Ce yoga n'est pas appelé yoga, ni tantra, mais "le premier sacrifice" ou "rituel primordial" (âdi-yâga) ou "pratique de la nuit" (nishâ-âcâra) ou "rituel secret" (rahasya-caryâ), etc.

Cependant, dans les pratiques kaula, il y a bien l'idée d'une certaine lenteur, d'une écoute, d'une sensibilité, mais rien sur la "rétention spermatique". 
Cette idée est certes répandue dans les cultures grecques, indiennes et chinoises, mais elle n'est pas spécialement tantrique. Il y a la croyance que la conservation du sperme est bonne pour la santé. On retrouve cette idée chez Platon, par exemple. Mais c'est vraiment une croyance générale et elle conduit plutôt à l'abstinence qu'à un "yoga sexuel".

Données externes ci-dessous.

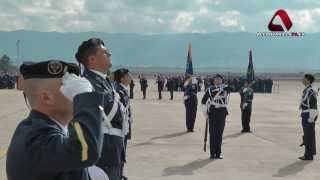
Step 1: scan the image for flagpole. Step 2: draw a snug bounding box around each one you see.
[16,40,20,65]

 Alors d'où vient cette idée, si populaire aujourd'hui, d'un genre de yoga sexuel avec rétention spermatique ?

Du bouddhisme.
Cette religion, très puritaine, pro-chasteté et misogyne au départ, a évolué jusqu'à développer un corpus tantrique parallèle à celui du shivaïsme.

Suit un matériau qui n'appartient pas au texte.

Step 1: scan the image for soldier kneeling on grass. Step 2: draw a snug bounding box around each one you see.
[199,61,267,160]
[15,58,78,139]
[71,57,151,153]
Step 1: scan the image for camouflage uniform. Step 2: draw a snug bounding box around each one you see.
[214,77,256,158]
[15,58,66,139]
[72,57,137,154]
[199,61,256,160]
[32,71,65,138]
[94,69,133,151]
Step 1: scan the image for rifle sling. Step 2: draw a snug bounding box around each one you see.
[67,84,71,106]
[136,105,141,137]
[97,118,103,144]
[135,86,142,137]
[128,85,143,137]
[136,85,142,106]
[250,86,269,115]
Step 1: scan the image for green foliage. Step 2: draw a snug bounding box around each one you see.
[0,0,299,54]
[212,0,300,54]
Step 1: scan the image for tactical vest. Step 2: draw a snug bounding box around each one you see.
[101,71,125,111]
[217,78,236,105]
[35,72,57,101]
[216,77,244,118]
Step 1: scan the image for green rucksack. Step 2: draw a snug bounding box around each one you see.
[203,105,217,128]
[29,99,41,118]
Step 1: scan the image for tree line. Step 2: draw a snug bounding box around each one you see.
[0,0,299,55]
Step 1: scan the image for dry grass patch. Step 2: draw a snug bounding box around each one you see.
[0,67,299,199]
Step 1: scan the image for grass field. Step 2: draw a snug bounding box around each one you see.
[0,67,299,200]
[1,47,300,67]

Et c'est dans ce corpus que l'on trouve les exemples les plus explicites de yoga sexuel.

Le premier exemple vraiment clair est le Guhyasamâja, daté des alentours de 750. Après des rituels et une pratique approfondie de yoga du souffle, ce tantra promet l'éveil "en six mois" grâce à une sorte de yoga sexuel intensif, pratiqué dans un palais agencé en mandala, une grande maison avec un harem ou bien, pour les yogis (on ne parle pas des yoginis) les moins fortunés, une seule femme. Le plus souvent, une prostituée, ou une jeune fille achetée à des gens de basse condition. Il n'y a pas de technique précise. 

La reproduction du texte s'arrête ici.